Sixty years before the events of The Lord of the Rings, Bilbo Baggins is approached by the wizard Gandalf and embroiled in an adventure almost against his will. Along with thirteen dwarves, Bilbo embarks towards Erebor, the Lonely Mountain, to reclaim their ancient home from the terrible dragon Smaug.
(You can also read all of The Hobbit recaps.)
I have already seen the film twice, so you can guess where this review is headed. The film opens with Old Bilbo (played again by Ian Holm) writing his version of events down for Frodo, promising to tell him the whole story as he has never told it before. We learn that he has sat down to write on the day of his infamous 111th birthday party, and we get to see that it was Frodo (Elijah Wood) who hung the sign on the gate – “No admittance except on party business). He asks Bilbo about Gandalf, and decides to go wait for him. Bilbo sits down on his bench in the front garden, smoking a pipe. The camera follows an excellent smoke ring, then zooms back on to young Bilbo.
I have never before seen such a beautiful framing device. It was a great way to explain the context of the events of The Hobbit versus those in Lord of the Rings, giving fans of the movies who haven’t read the book a clear introduction. Having just read the book, I was also tickled that the opening exchange between Gandalf and young Bilbo was almost word for word of that in the book. The only thing they left out was Bilbo’s last second decision to invite the wizard for tea. But you know what? It worked anyway.
There were of course several small changes in the film, because films and books are simply not the same medium. Most of The Hobbit was written with insights into Bilbo’s mind that we cannot get in the movie. Being Tolkien, there is also a lot of background information related by the narrator to the reader, but not necessarily between characters. I thought Peter Jackson did a great job of taking all of the information in The Hobbit and Tolkien’s additional background and really fleshing out the movie. While a few things might have been changed, I could see the reason for all of it, and I honestly agreed with most of his changes. I especially liked seeing the meeting of the White Council and the urgency that was added with the Necromancer. I’ll try not to say anymore for those who have yet to see the film.

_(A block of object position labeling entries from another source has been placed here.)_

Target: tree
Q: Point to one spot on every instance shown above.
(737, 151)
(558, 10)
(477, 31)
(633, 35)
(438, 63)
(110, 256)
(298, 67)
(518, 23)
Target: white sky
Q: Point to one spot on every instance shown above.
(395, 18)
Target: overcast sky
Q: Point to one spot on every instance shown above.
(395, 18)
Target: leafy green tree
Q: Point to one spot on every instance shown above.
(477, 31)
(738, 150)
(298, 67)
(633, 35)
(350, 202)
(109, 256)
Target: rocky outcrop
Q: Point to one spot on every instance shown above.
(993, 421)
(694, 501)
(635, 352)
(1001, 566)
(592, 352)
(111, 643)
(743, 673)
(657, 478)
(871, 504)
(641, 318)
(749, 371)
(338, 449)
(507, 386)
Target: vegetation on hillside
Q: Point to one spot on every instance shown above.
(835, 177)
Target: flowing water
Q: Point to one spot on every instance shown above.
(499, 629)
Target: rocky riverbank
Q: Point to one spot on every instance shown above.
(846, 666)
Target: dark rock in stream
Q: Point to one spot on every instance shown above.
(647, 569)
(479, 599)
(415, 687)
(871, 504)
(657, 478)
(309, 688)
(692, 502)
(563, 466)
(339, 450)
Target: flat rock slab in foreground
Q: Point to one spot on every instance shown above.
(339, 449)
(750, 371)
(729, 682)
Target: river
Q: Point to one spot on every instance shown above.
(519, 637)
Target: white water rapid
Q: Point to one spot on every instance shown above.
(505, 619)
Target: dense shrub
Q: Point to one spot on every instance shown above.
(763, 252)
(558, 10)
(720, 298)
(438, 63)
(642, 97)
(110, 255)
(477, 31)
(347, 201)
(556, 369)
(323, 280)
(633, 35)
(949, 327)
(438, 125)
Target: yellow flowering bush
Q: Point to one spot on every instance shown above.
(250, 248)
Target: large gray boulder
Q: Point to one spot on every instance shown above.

I did not particularly understand the inclusion of a certain orc (that in Tolkien’s lore was killed by another dwarf), but I do realize that it helped with the pacing of the movie. Let’s be honest, in the book there is a lot of walking, riding, and moving. That’s not the most interesting thing to show on screen, so the added tension with the dwarf helps pick up the pace and keep things from getting choppy. So while I was a bit confused when I left the first time, I appreciated it far more the second time.
“The Hobbit: An Unexpected Journey” was a wonderful return to Middle Earth and a great reminder of the talent of Peter Jackson. I for one am grateful that he was able to direct instead of Guillermo Del Toro; the film feels like a seamless addition to any of the “Lord of the Rings” films with him behind the camera. Add in the dashes of Ian Holm, Elijah Wood, Andy Serkis, and other characters, and you are firmly planted again within Middle Earth.